Die gestellte Frage hätte Potential für einen spannenden Austausch gehabt. Leider sind beide Seiten im Oberflächlichen geblieben.
Was wollte der potentielle Chef nun konkret wissen? In der Berufswelt wird wahrscheinlich eher von negativem Stress ausgegangen. Hilft es wirklich zu wissen wie meine Kundin in der Vergangenheit mit negativem Stress umgegangen ist? Ich behaupte nur bedingt. Ebenso wie Zeugnisse und Lebensläufe nur eine Aussage zur abgeschlossenen Lebensphase bescheinigen, ist auch ein ehrliche oder geschönte Antwort nur eingeschränkt valide für die Zukunft nutzbar. Dennoch machen wir das alle tagtäglich, zumindest wir, die im HR tätig sind.

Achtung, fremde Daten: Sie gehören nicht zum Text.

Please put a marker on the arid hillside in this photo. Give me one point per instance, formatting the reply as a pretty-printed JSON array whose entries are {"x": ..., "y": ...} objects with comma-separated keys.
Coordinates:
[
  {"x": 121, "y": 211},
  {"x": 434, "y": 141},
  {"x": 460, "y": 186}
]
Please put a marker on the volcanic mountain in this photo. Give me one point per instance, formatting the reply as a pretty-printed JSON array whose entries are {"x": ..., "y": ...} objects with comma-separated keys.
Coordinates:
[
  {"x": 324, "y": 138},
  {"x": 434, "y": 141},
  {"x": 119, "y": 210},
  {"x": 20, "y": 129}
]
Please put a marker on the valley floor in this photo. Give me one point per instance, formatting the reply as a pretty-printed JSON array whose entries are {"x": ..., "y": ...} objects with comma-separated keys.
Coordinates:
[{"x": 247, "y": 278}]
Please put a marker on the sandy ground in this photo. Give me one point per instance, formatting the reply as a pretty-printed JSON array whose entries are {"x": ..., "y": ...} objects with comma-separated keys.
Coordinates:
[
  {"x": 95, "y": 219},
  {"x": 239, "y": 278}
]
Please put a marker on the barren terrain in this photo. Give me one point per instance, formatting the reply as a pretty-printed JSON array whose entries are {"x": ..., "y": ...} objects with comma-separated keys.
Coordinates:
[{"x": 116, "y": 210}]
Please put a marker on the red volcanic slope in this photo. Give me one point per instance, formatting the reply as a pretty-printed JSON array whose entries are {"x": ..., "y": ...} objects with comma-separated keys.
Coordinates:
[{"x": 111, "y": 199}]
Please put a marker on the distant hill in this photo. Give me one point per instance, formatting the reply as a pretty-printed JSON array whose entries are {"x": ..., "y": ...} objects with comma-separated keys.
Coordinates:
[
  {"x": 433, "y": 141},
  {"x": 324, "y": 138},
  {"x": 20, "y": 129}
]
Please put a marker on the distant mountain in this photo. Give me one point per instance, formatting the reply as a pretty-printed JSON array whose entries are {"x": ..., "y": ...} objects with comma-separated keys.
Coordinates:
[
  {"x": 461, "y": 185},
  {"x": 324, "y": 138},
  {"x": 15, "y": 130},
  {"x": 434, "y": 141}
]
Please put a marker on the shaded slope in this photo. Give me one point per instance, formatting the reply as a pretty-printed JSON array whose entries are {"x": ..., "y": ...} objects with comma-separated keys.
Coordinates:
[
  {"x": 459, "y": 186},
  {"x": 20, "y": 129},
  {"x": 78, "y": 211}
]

Ich kann in der Vergangenheit stressresistent gewesen sein, bin es aber möglicherweise bei dem neuen Arbeitgeber nicht, weil die Rahmenbedingungen ganz andere, die Mitarbeiter andere sind und auch der Chef und die Unternehmenskultur andere sind.
Wir treffen ohne Einsatz eines wissenschaftlich validierten Persönlichkeitstest – z.B. Reiss Motivation Profile – bei Einstellungen wohlwollende Annahme. Eine Wahrscheinlichkeitsrechnung mit etlichen Unbekannten. Auch der Einsatz von Skillmanagement mit einer HR-Software im Hintergrund kann hier gewinnbringend unterstützen und die Unbekannten in der Gleichung minimieren.
Mein Physiklehrer hat immer gesagt, verständige dich auf den Ausgangspunkt und beginne erst dann zu diskutieren. Als Schüler wollte mir das nicht so wirklich einleuchten. Auch in diesem konkreten Fall wäre es hilfreich gewesen. Woher weiß der Interviewpartner, dass es bei dem amerikanischen Unternehmen Stress gab, welchen soll es dort gegeben haben und was versteht er unter diesem?
Die beiden Gesprächspartner hätten gemeinsam gewonnen, wenn sie sich auf den Weg der Klarheit gemacht und den Mantel der Oberflächlichkeit abgelegt hätten. Nicht immer leicht, aber lohnenswert – die Qualität der Informationen steigt.
Ich persönlich halte von Stress-Fragen nichts. Es sei denn sie werden in einen Arbeitskontext gestellt und der potentielle neue Mitarbeiter wird gebeten zu beschreiben wie er mit der Situation umgeht.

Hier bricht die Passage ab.